Gleeson decides to charge Mrs. Nelson an exorbitant fee, which he splits with Tom. Mrs. Nelson later learns that it was Tom who performed her operation and questions his ethics. Before Tom can defend himself, he is called away to help at a mine explosion at Coalville. Tom enters the mine and joins Jim treating and rescuing miners underground. They rescue the miners, but Jim is fatally injured. Tom tells Helen he is quitting the Pittsburgh clinic to work in Coalville. Helen tells him she cannot live there, so they reluctantly part. Tom arrives at his new office to find Joan already at work.

==Cast==
- Charlton Heston as Dr. Tom Owen
- Lizabeth Scott as Helen Curtis
- Dianne Foster as Joan Lasher
- Mildred Dunnock as Mrs. Mary Owen
- Arthur Franz as Dr. Jim Crowley
- Ray Collins as Dan Reasonover
- Marjorie Rambeau as Mrs. Roger Nelson
- Lester Matthews as Dr. Homer Gleeson
- Rhys Williams as Dr. Leslie M. Scobee
- Lydia Clarke as Rita Thronburg
- Lisa Golm as Mrs. Marzano

==Screenplay and development ==
The screenplay was adapted from Scalpel, an unpublished novel by Horace McCoy, to which Hal Wallis bought the rights for Paramount Pictures for $100,000 in 1951, by McCoy and Irving Wallace after Columbia acquired the rights in 1953.

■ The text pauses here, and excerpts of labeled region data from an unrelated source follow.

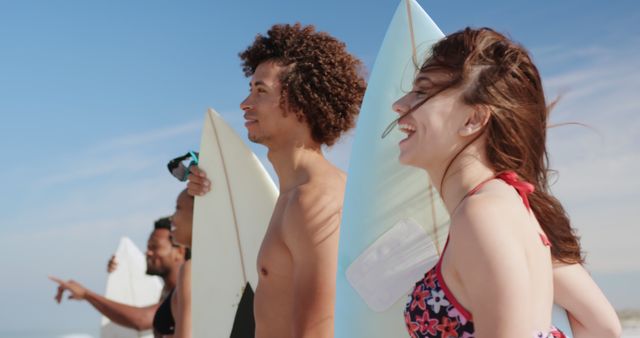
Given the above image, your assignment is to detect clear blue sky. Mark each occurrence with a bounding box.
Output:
[0,0,640,336]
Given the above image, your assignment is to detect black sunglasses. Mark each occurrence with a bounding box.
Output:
[167,151,199,182]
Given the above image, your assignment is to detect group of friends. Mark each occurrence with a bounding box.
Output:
[56,24,621,338]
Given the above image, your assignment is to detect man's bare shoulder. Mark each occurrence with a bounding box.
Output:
[284,170,346,244]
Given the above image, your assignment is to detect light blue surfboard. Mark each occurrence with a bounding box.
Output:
[335,0,570,338]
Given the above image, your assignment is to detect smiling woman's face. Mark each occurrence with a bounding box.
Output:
[393,71,473,169]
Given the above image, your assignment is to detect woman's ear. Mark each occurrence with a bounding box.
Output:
[458,106,491,137]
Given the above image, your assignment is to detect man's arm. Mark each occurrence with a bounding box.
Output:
[49,276,160,331]
[172,260,191,338]
[284,187,342,338]
[553,263,622,338]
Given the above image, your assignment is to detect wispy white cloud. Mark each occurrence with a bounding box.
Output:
[541,43,640,272]
[89,121,202,151]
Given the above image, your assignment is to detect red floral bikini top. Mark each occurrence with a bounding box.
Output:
[404,171,565,338]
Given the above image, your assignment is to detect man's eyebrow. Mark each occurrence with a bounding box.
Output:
[249,80,269,87]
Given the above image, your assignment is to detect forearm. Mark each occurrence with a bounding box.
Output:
[293,314,334,338]
[85,291,157,331]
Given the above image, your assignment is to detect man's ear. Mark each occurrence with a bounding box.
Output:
[458,106,491,137]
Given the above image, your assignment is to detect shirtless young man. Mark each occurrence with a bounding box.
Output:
[49,217,186,337]
[188,24,366,338]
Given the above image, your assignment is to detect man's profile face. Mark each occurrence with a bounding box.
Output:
[240,61,300,145]
[146,229,175,277]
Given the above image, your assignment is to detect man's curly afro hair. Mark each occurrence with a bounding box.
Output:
[240,23,366,146]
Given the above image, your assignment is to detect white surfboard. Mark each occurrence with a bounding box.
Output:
[191,109,278,338]
[100,237,162,338]
[335,0,568,338]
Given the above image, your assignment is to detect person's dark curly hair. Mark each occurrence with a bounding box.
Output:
[240,23,366,146]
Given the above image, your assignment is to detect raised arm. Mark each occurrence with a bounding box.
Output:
[173,260,191,338]
[49,276,159,331]
[553,263,622,338]
[284,190,342,338]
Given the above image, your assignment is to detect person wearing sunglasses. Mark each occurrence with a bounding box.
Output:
[393,28,620,338]
[49,217,188,337]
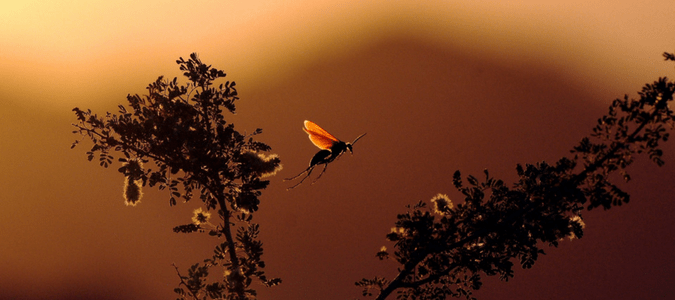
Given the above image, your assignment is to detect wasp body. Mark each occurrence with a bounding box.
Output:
[284,120,366,190]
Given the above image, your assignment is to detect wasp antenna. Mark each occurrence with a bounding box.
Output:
[352,132,367,145]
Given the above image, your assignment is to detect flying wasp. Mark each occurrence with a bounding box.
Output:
[284,120,366,190]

It mirrored the plot of the 1938 British film The Citadel closely enough for one reference work to call it "the poor man's version" of that film.

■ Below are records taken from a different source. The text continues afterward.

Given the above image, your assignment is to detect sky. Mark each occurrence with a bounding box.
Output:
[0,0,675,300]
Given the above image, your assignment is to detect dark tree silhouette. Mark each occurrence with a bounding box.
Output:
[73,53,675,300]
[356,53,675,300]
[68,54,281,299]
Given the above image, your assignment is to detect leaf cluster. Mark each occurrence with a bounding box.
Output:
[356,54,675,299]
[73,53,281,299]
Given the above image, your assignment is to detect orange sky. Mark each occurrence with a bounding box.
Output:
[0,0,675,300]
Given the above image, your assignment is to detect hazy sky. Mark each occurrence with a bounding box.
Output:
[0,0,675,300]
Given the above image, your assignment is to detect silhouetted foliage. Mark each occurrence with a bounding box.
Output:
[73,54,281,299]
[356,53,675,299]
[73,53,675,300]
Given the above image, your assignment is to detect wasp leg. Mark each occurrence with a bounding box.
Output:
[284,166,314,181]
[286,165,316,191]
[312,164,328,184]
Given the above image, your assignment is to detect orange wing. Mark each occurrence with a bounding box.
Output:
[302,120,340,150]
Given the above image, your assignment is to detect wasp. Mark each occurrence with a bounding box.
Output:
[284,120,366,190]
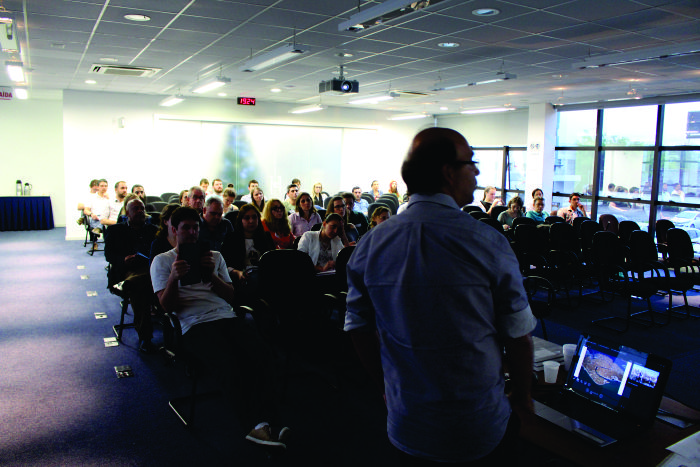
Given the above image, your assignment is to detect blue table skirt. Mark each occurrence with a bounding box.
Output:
[0,196,53,231]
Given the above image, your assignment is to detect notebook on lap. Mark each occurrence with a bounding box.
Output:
[535,336,671,446]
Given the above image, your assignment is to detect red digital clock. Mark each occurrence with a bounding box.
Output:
[238,97,255,105]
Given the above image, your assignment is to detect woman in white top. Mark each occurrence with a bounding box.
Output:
[297,213,343,272]
[289,192,322,237]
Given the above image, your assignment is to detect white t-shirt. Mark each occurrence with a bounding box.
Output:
[151,248,236,334]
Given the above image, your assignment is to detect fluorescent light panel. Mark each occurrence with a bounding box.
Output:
[289,104,326,114]
[192,76,231,94]
[238,44,306,72]
[460,107,515,114]
[158,94,185,107]
[338,0,449,32]
[5,62,24,83]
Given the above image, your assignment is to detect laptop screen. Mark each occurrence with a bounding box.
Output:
[565,336,671,422]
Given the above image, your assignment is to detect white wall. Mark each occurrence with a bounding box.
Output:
[0,95,65,226]
[63,91,426,238]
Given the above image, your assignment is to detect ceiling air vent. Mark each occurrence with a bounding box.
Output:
[90,64,161,78]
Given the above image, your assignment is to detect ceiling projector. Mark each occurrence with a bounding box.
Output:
[318,78,360,94]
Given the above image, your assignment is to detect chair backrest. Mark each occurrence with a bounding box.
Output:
[479,218,505,234]
[462,205,484,213]
[469,210,490,220]
[335,245,355,292]
[549,222,580,252]
[224,211,240,225]
[513,216,537,229]
[160,192,180,203]
[544,216,566,225]
[666,227,695,264]
[598,214,620,235]
[656,219,675,243]
[491,206,508,219]
[617,221,641,245]
[571,216,590,236]
[580,219,603,251]
[629,230,659,267]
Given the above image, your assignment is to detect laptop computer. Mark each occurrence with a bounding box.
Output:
[534,335,671,446]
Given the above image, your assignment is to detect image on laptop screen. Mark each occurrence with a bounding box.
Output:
[566,336,671,420]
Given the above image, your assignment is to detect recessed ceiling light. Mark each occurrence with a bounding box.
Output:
[124,14,151,21]
[472,8,501,16]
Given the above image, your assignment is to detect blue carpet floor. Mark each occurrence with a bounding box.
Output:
[0,229,700,467]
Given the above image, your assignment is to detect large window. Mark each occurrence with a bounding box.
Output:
[553,102,700,236]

The film's trailer promoted it as an exposé of "ghost surgeons" in the contemporary medical profession, the practice of a doctor misrepresenting himself to a patient and taking credit for surgery performed by someone else. The practice was a topic much discussed and condemned at the time. The American College of Surgeons condemned the practice in 1951.

==Reception==
Writing in The New York Times, Howard Thompson called the film "erratic" and recapped its plot as a "romanticized endorsement of the Hippocratic Oath, as opposed to cash in the bank". He nevertheless allowed that the film had merits: "the lacquered, carefully engineered proceedings have their persuasive aspects". He singled out "bits and snatches" of the dialogue and the acting of all but the two leads. He preferred the plot of the doctor's career choice dilemma to the romance of the title: "The hero's liaison with the tippling, muddle-headed Miss Scott takes up a good, pointless third of the footage."

TV Guide calls it a "real bore" that "may be dangerous to your health", says Heston "has never been stiffer or more self-righteous", but that "[s]ome excellent character actors are totally wasted in this film". Others have complained that the film's title misrepresents it. Turner Classic Movies calls it "obscure and forgotten".